# Please help.



## Nickel17 (Nov 12, 2011)

So after it taking me a couple attempts to root my device (stupid drivers) I was finally able to root the device using KFU. After I made a backup using TWRP and flashed the eyecandy rom, awesome right? I then flashed CWM as it is what I am used to and made a backup. I am a crack flasher so I wanted to try another ROM out and didn't like it so I tried to restore eyecandy and all hell breaks loose, I get stuck in a bootloop and have yet to recover from it. I figured that it was bricked and tried to use the Kindle Unbricking Utility and since I didn't know what the problem was I chose flash Amazon Update. This apparently didn't take and now I am not able to mount anything (see attachment). Am I totally screwed? I also realize that I did some stupid things so try to take it easy on me. Thank you in advance for all of your help.


----------



## Nickel17 (Nov 12, 2011)

Here is another picture that may be useful.

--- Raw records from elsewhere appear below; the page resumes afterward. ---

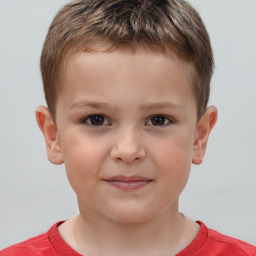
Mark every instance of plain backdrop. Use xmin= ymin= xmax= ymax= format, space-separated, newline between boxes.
xmin=0 ymin=0 xmax=256 ymax=249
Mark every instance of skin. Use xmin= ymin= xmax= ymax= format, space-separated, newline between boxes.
xmin=36 ymin=46 xmax=217 ymax=256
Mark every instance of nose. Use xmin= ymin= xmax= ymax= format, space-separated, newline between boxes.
xmin=110 ymin=127 xmax=146 ymax=164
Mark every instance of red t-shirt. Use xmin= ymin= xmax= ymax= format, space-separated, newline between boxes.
xmin=1 ymin=221 xmax=256 ymax=256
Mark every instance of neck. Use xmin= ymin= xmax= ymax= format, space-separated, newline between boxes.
xmin=70 ymin=200 xmax=199 ymax=256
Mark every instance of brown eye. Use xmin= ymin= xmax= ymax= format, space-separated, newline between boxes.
xmin=84 ymin=115 xmax=109 ymax=126
xmin=148 ymin=115 xmax=171 ymax=126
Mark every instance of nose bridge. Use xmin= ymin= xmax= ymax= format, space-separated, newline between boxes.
xmin=111 ymin=124 xmax=145 ymax=163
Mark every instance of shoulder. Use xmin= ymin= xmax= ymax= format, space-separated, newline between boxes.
xmin=0 ymin=222 xmax=62 ymax=256
xmin=0 ymin=234 xmax=52 ymax=256
xmin=179 ymin=221 xmax=256 ymax=256
xmin=202 ymin=222 xmax=256 ymax=256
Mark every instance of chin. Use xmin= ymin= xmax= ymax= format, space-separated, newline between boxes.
xmin=106 ymin=205 xmax=156 ymax=224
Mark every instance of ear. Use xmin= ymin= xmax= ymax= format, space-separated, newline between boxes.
xmin=35 ymin=105 xmax=64 ymax=165
xmin=192 ymin=106 xmax=218 ymax=165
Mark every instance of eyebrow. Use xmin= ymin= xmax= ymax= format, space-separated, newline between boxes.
xmin=69 ymin=101 xmax=184 ymax=112
xmin=69 ymin=101 xmax=118 ymax=112
xmin=139 ymin=102 xmax=184 ymax=111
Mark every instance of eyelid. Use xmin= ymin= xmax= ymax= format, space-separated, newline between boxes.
xmin=80 ymin=114 xmax=174 ymax=127
xmin=82 ymin=114 xmax=110 ymax=126
xmin=145 ymin=114 xmax=174 ymax=126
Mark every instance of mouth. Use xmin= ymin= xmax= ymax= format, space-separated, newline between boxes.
xmin=103 ymin=175 xmax=153 ymax=191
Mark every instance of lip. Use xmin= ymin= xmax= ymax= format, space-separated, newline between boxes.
xmin=103 ymin=175 xmax=153 ymax=191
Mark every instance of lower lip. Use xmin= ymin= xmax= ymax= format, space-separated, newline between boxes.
xmin=105 ymin=180 xmax=152 ymax=191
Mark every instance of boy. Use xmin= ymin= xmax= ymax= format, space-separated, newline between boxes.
xmin=1 ymin=0 xmax=255 ymax=255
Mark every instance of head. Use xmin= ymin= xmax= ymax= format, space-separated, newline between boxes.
xmin=36 ymin=0 xmax=217 ymax=224
xmin=40 ymin=0 xmax=214 ymax=120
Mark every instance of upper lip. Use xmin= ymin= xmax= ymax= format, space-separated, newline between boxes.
xmin=104 ymin=175 xmax=153 ymax=182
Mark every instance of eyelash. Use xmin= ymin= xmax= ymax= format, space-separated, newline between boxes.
xmin=146 ymin=115 xmax=174 ymax=126
xmin=81 ymin=114 xmax=174 ymax=127
xmin=82 ymin=114 xmax=110 ymax=127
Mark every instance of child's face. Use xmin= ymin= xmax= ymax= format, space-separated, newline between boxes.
xmin=40 ymin=47 xmax=215 ymax=224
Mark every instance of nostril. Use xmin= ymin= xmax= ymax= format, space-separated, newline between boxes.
xmin=110 ymin=145 xmax=146 ymax=163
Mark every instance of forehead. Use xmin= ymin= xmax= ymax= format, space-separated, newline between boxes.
xmin=59 ymin=46 xmax=196 ymax=109
xmin=63 ymin=46 xmax=194 ymax=85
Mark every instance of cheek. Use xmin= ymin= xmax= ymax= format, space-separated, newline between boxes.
xmin=62 ymin=132 xmax=107 ymax=166
xmin=150 ymin=133 xmax=194 ymax=167
xmin=60 ymin=135 xmax=108 ymax=194
xmin=149 ymin=132 xmax=194 ymax=190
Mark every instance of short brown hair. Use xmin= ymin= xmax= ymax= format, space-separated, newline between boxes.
xmin=40 ymin=0 xmax=214 ymax=119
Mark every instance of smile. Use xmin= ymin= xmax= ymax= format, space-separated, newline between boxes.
xmin=103 ymin=175 xmax=153 ymax=191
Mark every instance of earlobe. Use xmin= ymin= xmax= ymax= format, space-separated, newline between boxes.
xmin=192 ymin=106 xmax=218 ymax=165
xmin=35 ymin=105 xmax=64 ymax=165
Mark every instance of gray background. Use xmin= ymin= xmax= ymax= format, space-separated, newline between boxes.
xmin=0 ymin=0 xmax=256 ymax=249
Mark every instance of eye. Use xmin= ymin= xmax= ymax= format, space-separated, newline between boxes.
xmin=146 ymin=115 xmax=172 ymax=126
xmin=83 ymin=115 xmax=110 ymax=126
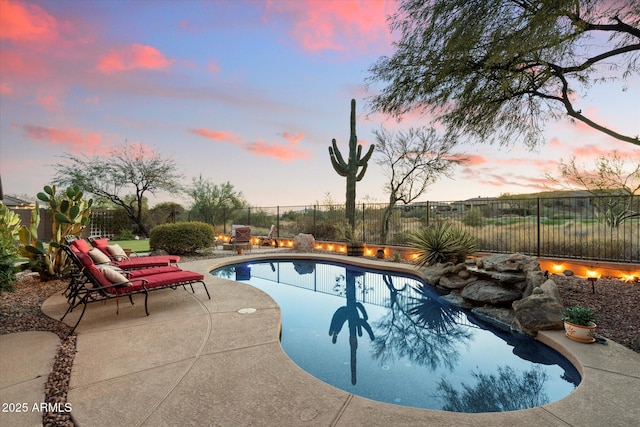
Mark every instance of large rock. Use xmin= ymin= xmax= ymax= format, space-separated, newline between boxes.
xmin=460 ymin=280 xmax=522 ymax=304
xmin=475 ymin=253 xmax=540 ymax=273
xmin=472 ymin=307 xmax=515 ymax=331
xmin=439 ymin=275 xmax=476 ymax=290
xmin=512 ymin=280 xmax=564 ymax=335
xmin=293 ymin=233 xmax=315 ymax=252
xmin=422 ymin=262 xmax=455 ymax=286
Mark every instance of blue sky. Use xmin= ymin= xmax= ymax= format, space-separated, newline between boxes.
xmin=1 ymin=0 xmax=638 ymax=208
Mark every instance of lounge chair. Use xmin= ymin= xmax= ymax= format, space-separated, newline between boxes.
xmin=61 ymin=245 xmax=210 ymax=334
xmin=257 ymin=224 xmax=278 ymax=247
xmin=73 ymin=237 xmax=179 ymax=269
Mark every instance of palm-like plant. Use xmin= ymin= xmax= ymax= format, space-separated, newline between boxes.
xmin=409 ymin=221 xmax=476 ymax=267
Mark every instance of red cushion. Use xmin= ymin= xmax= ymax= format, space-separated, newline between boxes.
xmin=76 ymin=252 xmax=95 ymax=268
xmin=126 ymin=266 xmax=181 ymax=278
xmin=117 ymin=257 xmax=173 ymax=269
xmin=85 ymin=264 xmax=111 ymax=289
xmin=92 ymin=238 xmax=109 ymax=248
xmin=143 ymin=271 xmax=204 ymax=289
xmin=71 ymin=239 xmax=92 ymax=254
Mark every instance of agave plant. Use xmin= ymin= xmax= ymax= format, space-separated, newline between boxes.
xmin=409 ymin=221 xmax=476 ymax=267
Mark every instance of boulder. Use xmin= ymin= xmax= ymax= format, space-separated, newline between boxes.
xmin=422 ymin=262 xmax=455 ymax=286
xmin=512 ymin=279 xmax=564 ymax=335
xmin=460 ymin=280 xmax=522 ymax=304
xmin=439 ymin=292 xmax=475 ymax=309
xmin=439 ymin=275 xmax=476 ymax=290
xmin=472 ymin=307 xmax=515 ymax=331
xmin=293 ymin=233 xmax=315 ymax=252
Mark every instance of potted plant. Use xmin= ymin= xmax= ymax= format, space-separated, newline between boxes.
xmin=562 ymin=305 xmax=599 ymax=343
xmin=342 ymin=223 xmax=365 ymax=257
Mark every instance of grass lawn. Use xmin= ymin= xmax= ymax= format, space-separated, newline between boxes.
xmin=111 ymin=239 xmax=151 ymax=253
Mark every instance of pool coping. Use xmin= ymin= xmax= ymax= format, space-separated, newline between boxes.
xmin=37 ymin=251 xmax=640 ymax=426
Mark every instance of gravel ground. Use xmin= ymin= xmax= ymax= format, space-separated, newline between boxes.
xmin=1 ymin=264 xmax=638 ymax=426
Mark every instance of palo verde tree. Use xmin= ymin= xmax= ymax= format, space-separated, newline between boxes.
xmin=53 ymin=143 xmax=183 ymax=238
xmin=329 ymin=99 xmax=375 ymax=234
xmin=187 ymin=176 xmax=245 ymax=226
xmin=374 ymin=127 xmax=466 ymax=243
xmin=368 ymin=0 xmax=640 ymax=148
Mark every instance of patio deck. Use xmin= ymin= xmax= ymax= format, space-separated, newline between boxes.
xmin=2 ymin=250 xmax=639 ymax=426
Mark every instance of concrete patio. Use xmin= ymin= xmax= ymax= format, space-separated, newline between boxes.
xmin=2 ymin=252 xmax=639 ymax=426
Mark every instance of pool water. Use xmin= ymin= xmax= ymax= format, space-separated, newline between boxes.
xmin=211 ymin=259 xmax=580 ymax=412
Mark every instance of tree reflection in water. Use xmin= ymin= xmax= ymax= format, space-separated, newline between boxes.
xmin=371 ymin=275 xmax=473 ymax=372
xmin=436 ymin=365 xmax=549 ymax=412
xmin=329 ymin=268 xmax=375 ymax=385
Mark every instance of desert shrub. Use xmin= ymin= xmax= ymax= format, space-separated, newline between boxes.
xmin=0 ymin=229 xmax=18 ymax=293
xmin=149 ymin=222 xmax=214 ymax=255
xmin=310 ymin=222 xmax=342 ymax=240
xmin=410 ymin=221 xmax=477 ymax=267
xmin=463 ymin=207 xmax=484 ymax=227
xmin=113 ymin=228 xmax=136 ymax=241
xmin=391 ymin=230 xmax=413 ymax=245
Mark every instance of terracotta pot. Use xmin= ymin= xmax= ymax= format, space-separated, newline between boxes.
xmin=237 ymin=248 xmax=243 ymax=255
xmin=563 ymin=321 xmax=597 ymax=343
xmin=376 ymin=249 xmax=385 ymax=259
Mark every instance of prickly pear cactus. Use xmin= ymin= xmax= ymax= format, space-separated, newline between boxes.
xmin=328 ymin=99 xmax=375 ymax=232
xmin=18 ymin=185 xmax=93 ymax=279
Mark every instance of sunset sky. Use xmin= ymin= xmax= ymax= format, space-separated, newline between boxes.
xmin=1 ymin=0 xmax=638 ymax=209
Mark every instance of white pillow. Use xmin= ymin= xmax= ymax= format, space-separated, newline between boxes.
xmin=99 ymin=266 xmax=131 ymax=287
xmin=97 ymin=264 xmax=125 ymax=274
xmin=107 ymin=244 xmax=128 ymax=259
xmin=89 ymin=248 xmax=111 ymax=265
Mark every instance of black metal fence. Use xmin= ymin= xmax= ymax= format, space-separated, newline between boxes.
xmin=95 ymin=195 xmax=640 ymax=263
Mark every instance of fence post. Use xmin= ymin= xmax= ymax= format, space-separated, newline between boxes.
xmin=313 ymin=205 xmax=317 ymax=237
xmin=362 ymin=203 xmax=365 ymax=242
xmin=277 ymin=206 xmax=280 ymax=239
xmin=537 ymin=197 xmax=541 ymax=257
xmin=426 ymin=200 xmax=430 ymax=227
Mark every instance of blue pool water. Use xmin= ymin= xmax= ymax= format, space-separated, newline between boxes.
xmin=211 ymin=259 xmax=580 ymax=412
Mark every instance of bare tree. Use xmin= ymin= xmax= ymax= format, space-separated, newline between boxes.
xmin=374 ymin=127 xmax=466 ymax=243
xmin=52 ymin=143 xmax=183 ymax=237
xmin=545 ymin=151 xmax=640 ymax=227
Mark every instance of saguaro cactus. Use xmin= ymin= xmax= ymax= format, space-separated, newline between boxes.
xmin=329 ymin=99 xmax=375 ymax=232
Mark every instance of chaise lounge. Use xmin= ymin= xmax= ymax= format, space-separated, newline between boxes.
xmin=69 ymin=237 xmax=179 ymax=270
xmin=60 ymin=244 xmax=210 ymax=334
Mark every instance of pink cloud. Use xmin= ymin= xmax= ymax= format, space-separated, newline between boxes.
xmin=0 ymin=82 xmax=13 ymax=95
xmin=36 ymin=95 xmax=62 ymax=112
xmin=190 ymin=128 xmax=310 ymax=161
xmin=189 ymin=128 xmax=243 ymax=145
xmin=23 ymin=124 xmax=103 ymax=152
xmin=207 ymin=60 xmax=221 ymax=73
xmin=267 ymin=0 xmax=395 ymax=54
xmin=281 ymin=132 xmax=304 ymax=145
xmin=97 ymin=44 xmax=174 ymax=74
xmin=247 ymin=140 xmax=310 ymax=161
xmin=0 ymin=0 xmax=57 ymax=42
xmin=458 ymin=154 xmax=486 ymax=166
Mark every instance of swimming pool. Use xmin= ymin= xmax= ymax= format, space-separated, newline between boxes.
xmin=211 ymin=258 xmax=580 ymax=412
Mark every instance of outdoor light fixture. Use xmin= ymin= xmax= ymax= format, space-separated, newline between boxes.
xmin=586 ymin=268 xmax=599 ymax=294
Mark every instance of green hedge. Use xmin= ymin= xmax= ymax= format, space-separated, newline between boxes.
xmin=149 ymin=222 xmax=214 ymax=255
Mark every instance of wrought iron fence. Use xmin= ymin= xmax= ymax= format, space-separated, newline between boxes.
xmin=95 ymin=195 xmax=640 ymax=263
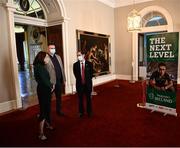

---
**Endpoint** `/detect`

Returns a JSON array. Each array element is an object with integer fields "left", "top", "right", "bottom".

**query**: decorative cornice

[
  {"left": 14, "top": 14, "right": 47, "bottom": 26},
  {"left": 0, "top": 2, "right": 16, "bottom": 9},
  {"left": 47, "top": 16, "right": 70, "bottom": 26},
  {"left": 98, "top": 0, "right": 116, "bottom": 8},
  {"left": 116, "top": 0, "right": 154, "bottom": 7},
  {"left": 98, "top": 0, "right": 154, "bottom": 8},
  {"left": 5, "top": 2, "right": 16, "bottom": 8}
]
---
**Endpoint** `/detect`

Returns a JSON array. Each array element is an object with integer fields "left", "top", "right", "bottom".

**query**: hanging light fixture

[
  {"left": 127, "top": 0, "right": 142, "bottom": 83},
  {"left": 127, "top": 0, "right": 142, "bottom": 31}
]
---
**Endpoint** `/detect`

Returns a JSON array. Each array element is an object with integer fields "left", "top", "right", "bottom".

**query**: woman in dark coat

[{"left": 33, "top": 51, "right": 54, "bottom": 140}]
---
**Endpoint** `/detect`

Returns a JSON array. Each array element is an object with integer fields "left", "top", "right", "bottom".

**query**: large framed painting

[{"left": 76, "top": 30, "right": 111, "bottom": 77}]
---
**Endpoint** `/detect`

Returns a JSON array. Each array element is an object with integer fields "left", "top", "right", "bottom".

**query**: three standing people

[
  {"left": 34, "top": 45, "right": 93, "bottom": 141},
  {"left": 73, "top": 50, "right": 93, "bottom": 117}
]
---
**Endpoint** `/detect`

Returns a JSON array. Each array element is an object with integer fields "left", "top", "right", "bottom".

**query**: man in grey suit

[{"left": 46, "top": 42, "right": 66, "bottom": 116}]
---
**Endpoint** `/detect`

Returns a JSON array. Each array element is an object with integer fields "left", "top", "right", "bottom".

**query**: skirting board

[
  {"left": 3, "top": 74, "right": 177, "bottom": 113},
  {"left": 116, "top": 74, "right": 131, "bottom": 80},
  {"left": 69, "top": 74, "right": 132, "bottom": 93},
  {"left": 69, "top": 74, "right": 117, "bottom": 94},
  {"left": 93, "top": 74, "right": 116, "bottom": 86},
  {"left": 0, "top": 100, "right": 17, "bottom": 113}
]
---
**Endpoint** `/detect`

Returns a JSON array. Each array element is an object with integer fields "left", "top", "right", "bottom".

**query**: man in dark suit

[{"left": 73, "top": 50, "right": 93, "bottom": 118}]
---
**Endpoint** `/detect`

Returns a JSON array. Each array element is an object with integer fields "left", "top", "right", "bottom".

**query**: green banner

[
  {"left": 146, "top": 32, "right": 179, "bottom": 109},
  {"left": 147, "top": 33, "right": 179, "bottom": 62}
]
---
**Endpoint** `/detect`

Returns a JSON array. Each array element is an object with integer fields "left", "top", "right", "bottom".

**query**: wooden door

[{"left": 47, "top": 25, "right": 65, "bottom": 94}]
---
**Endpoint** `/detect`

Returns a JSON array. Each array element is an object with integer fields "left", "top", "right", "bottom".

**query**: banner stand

[
  {"left": 91, "top": 90, "right": 98, "bottom": 96},
  {"left": 137, "top": 78, "right": 146, "bottom": 108},
  {"left": 137, "top": 32, "right": 179, "bottom": 117},
  {"left": 137, "top": 104, "right": 178, "bottom": 117},
  {"left": 137, "top": 79, "right": 178, "bottom": 117},
  {"left": 92, "top": 79, "right": 97, "bottom": 96},
  {"left": 140, "top": 105, "right": 177, "bottom": 117}
]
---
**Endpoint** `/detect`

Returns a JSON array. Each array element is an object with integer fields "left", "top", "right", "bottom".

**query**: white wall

[
  {"left": 114, "top": 0, "right": 180, "bottom": 80},
  {"left": 63, "top": 0, "right": 115, "bottom": 87},
  {"left": 0, "top": 0, "right": 115, "bottom": 112},
  {"left": 0, "top": 4, "right": 14, "bottom": 103},
  {"left": 1, "top": 0, "right": 180, "bottom": 113}
]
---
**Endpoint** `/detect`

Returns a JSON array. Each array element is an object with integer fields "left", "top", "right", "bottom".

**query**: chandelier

[{"left": 127, "top": 1, "right": 142, "bottom": 31}]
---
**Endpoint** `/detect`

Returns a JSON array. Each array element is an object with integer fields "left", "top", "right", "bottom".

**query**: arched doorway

[
  {"left": 132, "top": 6, "right": 173, "bottom": 81},
  {"left": 8, "top": 0, "right": 70, "bottom": 109}
]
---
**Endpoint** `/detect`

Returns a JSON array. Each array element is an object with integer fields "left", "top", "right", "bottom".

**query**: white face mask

[
  {"left": 50, "top": 48, "right": 56, "bottom": 55},
  {"left": 78, "top": 55, "right": 83, "bottom": 61},
  {"left": 44, "top": 55, "right": 50, "bottom": 64}
]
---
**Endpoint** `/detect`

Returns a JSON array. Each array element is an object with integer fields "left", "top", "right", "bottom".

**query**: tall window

[
  {"left": 138, "top": 11, "right": 168, "bottom": 71},
  {"left": 142, "top": 11, "right": 167, "bottom": 27},
  {"left": 13, "top": 0, "right": 45, "bottom": 19}
]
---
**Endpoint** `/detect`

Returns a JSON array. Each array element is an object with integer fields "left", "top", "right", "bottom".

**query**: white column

[
  {"left": 178, "top": 33, "right": 180, "bottom": 84},
  {"left": 133, "top": 32, "right": 139, "bottom": 81},
  {"left": 62, "top": 17, "right": 72, "bottom": 94},
  {"left": 5, "top": 2, "right": 22, "bottom": 108},
  {"left": 129, "top": 32, "right": 136, "bottom": 83}
]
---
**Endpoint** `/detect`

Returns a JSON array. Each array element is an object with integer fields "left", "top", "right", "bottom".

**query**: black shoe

[
  {"left": 79, "top": 113, "right": 84, "bottom": 118},
  {"left": 87, "top": 112, "right": 92, "bottom": 117},
  {"left": 57, "top": 112, "right": 65, "bottom": 116}
]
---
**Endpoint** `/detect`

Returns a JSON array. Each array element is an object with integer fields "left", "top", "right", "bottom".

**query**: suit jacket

[
  {"left": 45, "top": 54, "right": 66, "bottom": 85},
  {"left": 73, "top": 60, "right": 93, "bottom": 93}
]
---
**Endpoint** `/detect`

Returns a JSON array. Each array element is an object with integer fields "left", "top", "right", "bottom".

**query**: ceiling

[{"left": 98, "top": 0, "right": 154, "bottom": 8}]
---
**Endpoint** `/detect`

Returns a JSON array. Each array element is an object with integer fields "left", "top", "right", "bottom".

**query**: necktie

[{"left": 81, "top": 62, "right": 85, "bottom": 84}]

Sent from my GT-I9300 using Tapatalk 2


----------



## darkstarsinner (Dec 23, 2011)

I may be wrong but i think you can sbf it back to stock. I have a 602 sbf file on my desktop but it's been so long I'm not sure if I actually used it or not. But since you can make it into cwm I'm going to venture to say all is not lost try wiping data/factory reset, wipe system, dalvik, cache and try to flash a ROM again.

Sent from my DROID BIONIC using Xparent Red Tapatalk 2


----------